Electric Dreams: Tesla Stock Surges on Global EV Sales and TikTok Rumors
A Record Year for Electric Vehicles
Global sales of fully electric vehicles and plug-in hybrids reached an all-time high in 2024, with 17.1 million units sold. According to research firm Rho Motion, December sales rose 25.6% year on year to 1.9 million. Although sales slowed for the second consecutive month, the electric vehicle market is showing no signs of slowing down.
Tesla Stock Pops on Promising Data
Tesla (TSLA) stock initially surged on the heels of the promising global electric vehicle sales data, temporarily extending gains from Monday. The stock flipped into positive territory in afternoon trading, ending the session up more than 2%. However, it ultimately closed 1.7% lower.
Musk’s Expanding Empire
Media reports suggest that Chinese authorities may allow Elon Musk, CEO of Tesla and X (formerly Twitter), to buy the US operations of social media platform TikTok. This potential sale is part of a contingency plan as a deadline approaches for TikTok’s parent company, ByteDance, to either divest or face a US ban. A TikTok spokesperson dismissed the report, calling it “pure fiction.”
Wall Street Takes Note of Musk’s Reach
Broadly, Wall Street has been taking note of Elon Musk’s extensive reach across various companies and data collection, spanning electric vehicles, satellites, and social media.

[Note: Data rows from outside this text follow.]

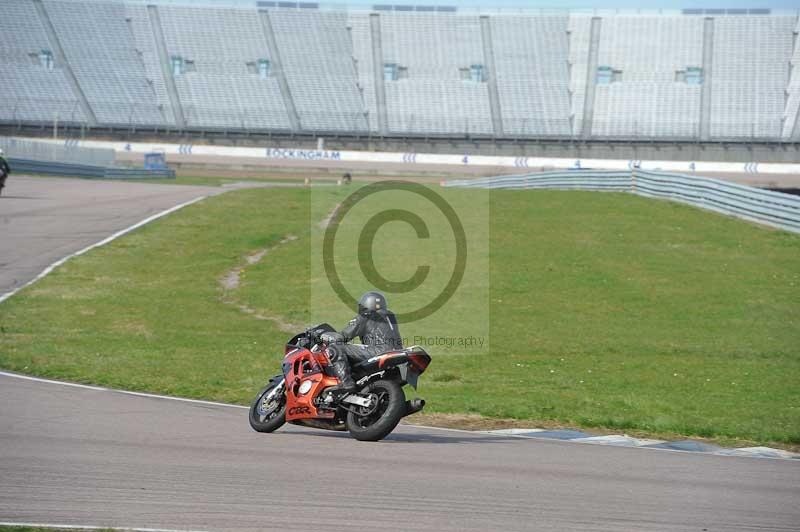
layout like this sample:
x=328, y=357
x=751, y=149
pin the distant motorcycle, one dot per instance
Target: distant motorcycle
x=302, y=394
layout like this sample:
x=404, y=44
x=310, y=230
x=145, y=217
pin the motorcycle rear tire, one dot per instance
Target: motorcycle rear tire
x=388, y=420
x=273, y=423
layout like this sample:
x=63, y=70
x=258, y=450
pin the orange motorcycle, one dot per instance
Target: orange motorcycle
x=302, y=395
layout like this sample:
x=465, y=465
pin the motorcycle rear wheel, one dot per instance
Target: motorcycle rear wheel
x=268, y=416
x=373, y=424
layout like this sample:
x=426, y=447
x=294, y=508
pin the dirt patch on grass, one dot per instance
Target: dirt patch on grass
x=230, y=283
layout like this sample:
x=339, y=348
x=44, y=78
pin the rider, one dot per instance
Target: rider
x=4, y=170
x=376, y=326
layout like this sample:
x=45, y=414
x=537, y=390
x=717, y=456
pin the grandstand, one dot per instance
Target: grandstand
x=401, y=71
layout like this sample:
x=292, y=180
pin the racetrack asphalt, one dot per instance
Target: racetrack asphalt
x=82, y=456
x=95, y=457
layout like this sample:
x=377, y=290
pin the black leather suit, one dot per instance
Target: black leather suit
x=378, y=332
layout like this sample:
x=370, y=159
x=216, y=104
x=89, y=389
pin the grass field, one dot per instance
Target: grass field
x=600, y=310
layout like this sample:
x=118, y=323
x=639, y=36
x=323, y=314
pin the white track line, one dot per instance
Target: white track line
x=92, y=527
x=98, y=244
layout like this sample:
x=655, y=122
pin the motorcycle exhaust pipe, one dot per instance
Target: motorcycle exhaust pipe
x=415, y=405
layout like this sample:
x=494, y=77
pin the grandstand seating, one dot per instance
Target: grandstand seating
x=791, y=126
x=31, y=92
x=221, y=91
x=649, y=51
x=317, y=56
x=99, y=47
x=433, y=98
x=180, y=64
x=751, y=74
x=531, y=62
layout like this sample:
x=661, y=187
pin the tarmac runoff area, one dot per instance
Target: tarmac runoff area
x=87, y=456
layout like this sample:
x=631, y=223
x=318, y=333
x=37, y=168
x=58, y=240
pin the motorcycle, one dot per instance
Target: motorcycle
x=302, y=395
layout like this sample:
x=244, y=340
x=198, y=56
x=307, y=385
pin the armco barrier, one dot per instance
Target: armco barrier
x=762, y=206
x=26, y=166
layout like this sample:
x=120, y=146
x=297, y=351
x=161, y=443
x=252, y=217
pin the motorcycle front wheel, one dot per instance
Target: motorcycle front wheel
x=375, y=422
x=268, y=413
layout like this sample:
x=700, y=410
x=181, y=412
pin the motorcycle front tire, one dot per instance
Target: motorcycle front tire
x=275, y=421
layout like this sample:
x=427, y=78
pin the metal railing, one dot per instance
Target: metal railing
x=763, y=206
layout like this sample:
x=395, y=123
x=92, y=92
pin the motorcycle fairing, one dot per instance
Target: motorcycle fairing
x=305, y=379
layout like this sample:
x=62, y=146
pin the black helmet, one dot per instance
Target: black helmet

Morgan Stanley’s Adam Jonas recently released a note on Tesla, making a bull case for $800 per share and raising his 12-month price target from $400 to $430. Jonas highlighted Tesla’s natural advantages in data collection, robotics, energy storage, AI/compute, manufacturing, and supporting infrastructure, as well as the benefits of working across Musk’s other companies, including SpaceX and xAI.
Tesla Shares: A Proxy for the “Trump Trade”
Tesla shares have been a proxy for the “Trump trade” following the presidential elections in early November. Shares are up roughly 65% since Donald Trump’s White House victory. This week’s stock movement marks a reversal from recent trends, as investors rotated out of tech stocks in reaction to pared-down expectations of Fed rate cuts this year. Tesla shares are off roughly 13% from their all-time high close of $479.86 on Dec. 17.